Huawei's server product line will be sold to the State-owned Assets Supervision and Administration Commission of Suzhou, Yicai.com reported Friday.
The report said Huawei's x86 servers could not continue to be produced due to problems with the supply of chips from Intel. However, Huawei will retain the server business with its own chip Kunpeng, according to the report.
Huawei did not respond to this, according to the report. However, Huawei internal sources close to the server business said the company will not give up the server business, but the business is affected by production disruptions.
Huawei has gradually gained a firm foothold in the server market over the past decade with the help of Intel's chips.
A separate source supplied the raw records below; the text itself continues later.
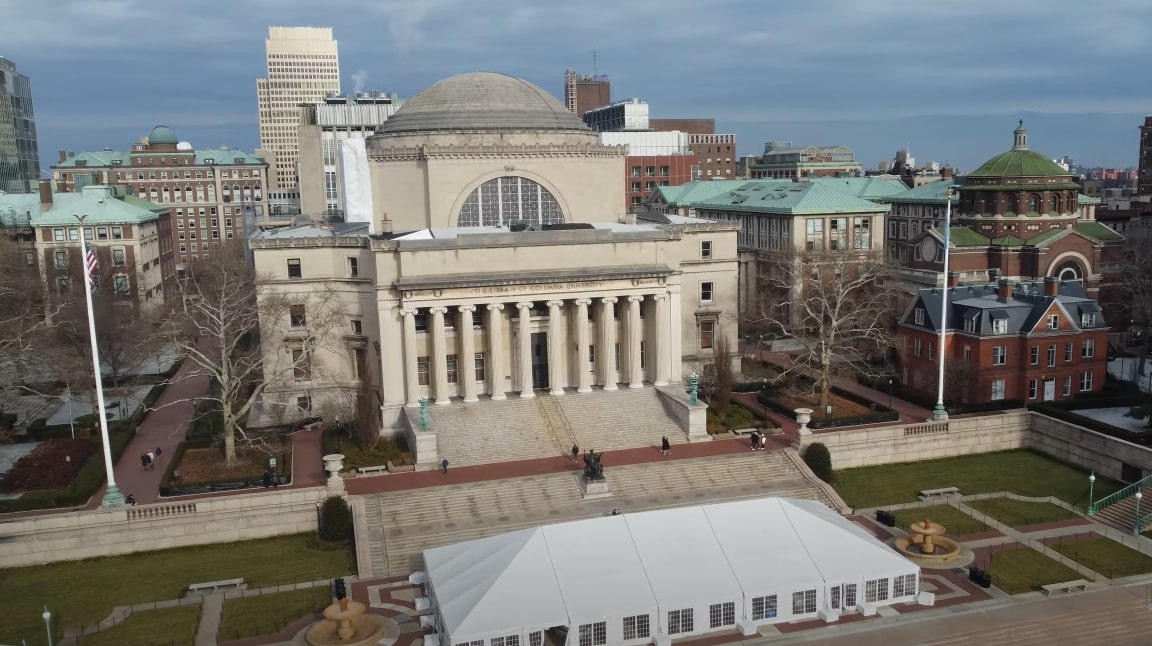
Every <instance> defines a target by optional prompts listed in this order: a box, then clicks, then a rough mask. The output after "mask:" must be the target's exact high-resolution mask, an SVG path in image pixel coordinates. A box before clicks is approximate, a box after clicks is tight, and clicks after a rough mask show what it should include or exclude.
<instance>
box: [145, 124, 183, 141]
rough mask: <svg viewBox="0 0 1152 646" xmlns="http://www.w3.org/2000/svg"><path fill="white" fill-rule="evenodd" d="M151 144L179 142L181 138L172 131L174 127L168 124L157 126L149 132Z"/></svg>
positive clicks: (149, 137) (153, 128) (148, 134)
mask: <svg viewBox="0 0 1152 646" xmlns="http://www.w3.org/2000/svg"><path fill="white" fill-rule="evenodd" d="M147 143H149V144H179V143H180V139H177V138H176V134H175V132H173V131H172V128H168V127H167V126H157V127H156V128H153V129H152V131H151V132H149V134H147Z"/></svg>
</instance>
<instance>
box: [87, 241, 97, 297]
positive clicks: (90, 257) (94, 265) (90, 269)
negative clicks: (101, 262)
mask: <svg viewBox="0 0 1152 646" xmlns="http://www.w3.org/2000/svg"><path fill="white" fill-rule="evenodd" d="M84 264H85V265H86V266H88V288H89V289H91V290H92V291H96V280H97V278H96V276H97V273H98V272H99V271H100V261H99V260H97V259H96V251H92V248H91V246H89V245H88V244H84Z"/></svg>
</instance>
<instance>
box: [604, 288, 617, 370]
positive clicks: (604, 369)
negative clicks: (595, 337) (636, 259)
mask: <svg viewBox="0 0 1152 646" xmlns="http://www.w3.org/2000/svg"><path fill="white" fill-rule="evenodd" d="M615 303H616V297H615V296H608V297H605V298H601V299H600V379H602V380H604V389H605V390H615V389H616V320H615V319H614V318H613V316H612V312H613V309H614V307H613V305H614V304H615Z"/></svg>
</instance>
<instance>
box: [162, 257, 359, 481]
mask: <svg viewBox="0 0 1152 646" xmlns="http://www.w3.org/2000/svg"><path fill="white" fill-rule="evenodd" d="M221 251H222V252H221V253H219V254H214V256H213V257H212V259H211V261H209V260H200V261H198V263H195V264H194V265H192V266H191V267H190V268H189V271H188V272H187V274H185V278H184V279H182V281H181V282H182V288H183V302H182V304H181V305H179V306H177V307H175V311H174V312H173V316H170V317H168V319H167V321H166V324H167V325H166V328H165V329H166V336H167V340H168V342H169V343H172V344H173V345H174V347H175V348H176V349H177V350H179V351H180V352H181V354H182V355H184V356H185V357H187V358H188V359H189V360H191V362H194V363H195V365H196V366H197V367H198V368H199V370H198V371H197V372H198V373H199V374H206V375H209V377H210V378H211V379H212V381H213V388H212V389H211V390H210V393H209V394H207V395H205V396H204V397H202V398H203V400H206V401H209V402H212V403H214V404H215V405H217V406H218V409H219V411H220V415H221V416H222V430H221V434H222V443H223V449H225V464H227V465H229V466H233V465H236V464H237V463H238V461H237V443H238V444H241V446H248V447H256V446H260V444H262V443H263V441H264V440H265V438H264V435H262V434H259V433H255V432H249V431H248V428H247V425H245V421H247V419H248V416H249V413H250V412H251V411H252V409H253V406H255V405H256V404H257V403H258V402H264V404H265V405H276V404H275V403H273V402H270V401H266V400H265V394H266V393H274V392H276V390H288V389H290V388H294V387H295V386H296V385H297V383H301V385H308V383H311V382H313V381H319V380H320V379H321V378H323V373H324V367H325V366H323V365H320V364H317V363H316V362H314V360H313V359H314V358H316V357H317V355H318V354H319V352H324V351H327V352H333V354H336V355H339V354H341V352H342V351H346V350H344V349H342V348H340V344H339V337H340V334H339V332H338V330H340V329H343V327H344V326H346V325H347V318H346V316H344V310H343V304H342V301H341V299H340V297H339V295H336V294H335V291H333V290H331V289H316V288H314V286H313V284H302V286H301V287H300V288H298V289H300V290H301V291H289V290H287V289H285V290H281V289H276V288H273V287H271V284H272V282H271V281H258V280H257V276H256V273H255V271H253V269H252V267H250V266H249V265H248V264H247V263H244V259H243V257H242V254H241V253H238V252H235V253H233V252H229V251H225V250H221ZM262 342H263V343H264V348H263V350H262ZM279 405H285V406H287V405H290V404H288V403H282V404H279Z"/></svg>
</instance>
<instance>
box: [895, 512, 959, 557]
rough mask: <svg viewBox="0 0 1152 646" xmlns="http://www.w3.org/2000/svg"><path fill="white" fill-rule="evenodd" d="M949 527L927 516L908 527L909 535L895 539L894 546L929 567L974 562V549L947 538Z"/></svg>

Finance had been a core market for Huawei's servers, with customers including the Russian central bank, the Italian central bank, and Spain's Banco Santander.
Huawei ranked fifth in the global server market with a 4.9 percent share in the third quarter of 2020, but was replaced by IBM in the first quarter of this year, according to research firm IDC.
In September last year, Intel said it had permission from the US government to continue supplying specific products to Huawei, but did not specify which ones.
At the end of May this year, there was news that Intel's chip supply to Huawei was again in trouble. Intel's cooperation with Huawei has never fully resumed, Yicai said, citing several analysts who track the server industry.
This comes after Huawei's rotating chairman, Xu Zhijun, said that once Kunpeng grows, there will be other companies designing CPUs. While there are strong and weak players, this gives China another option, Xu said.
Xu said at the time that 12 partners had already launched the Kunpeng line of servers and PC products. In 2020, partner server shipments reached more than 50 percent of Kunpeng's server shipments, and this year they are expected to reach more than 80 percent.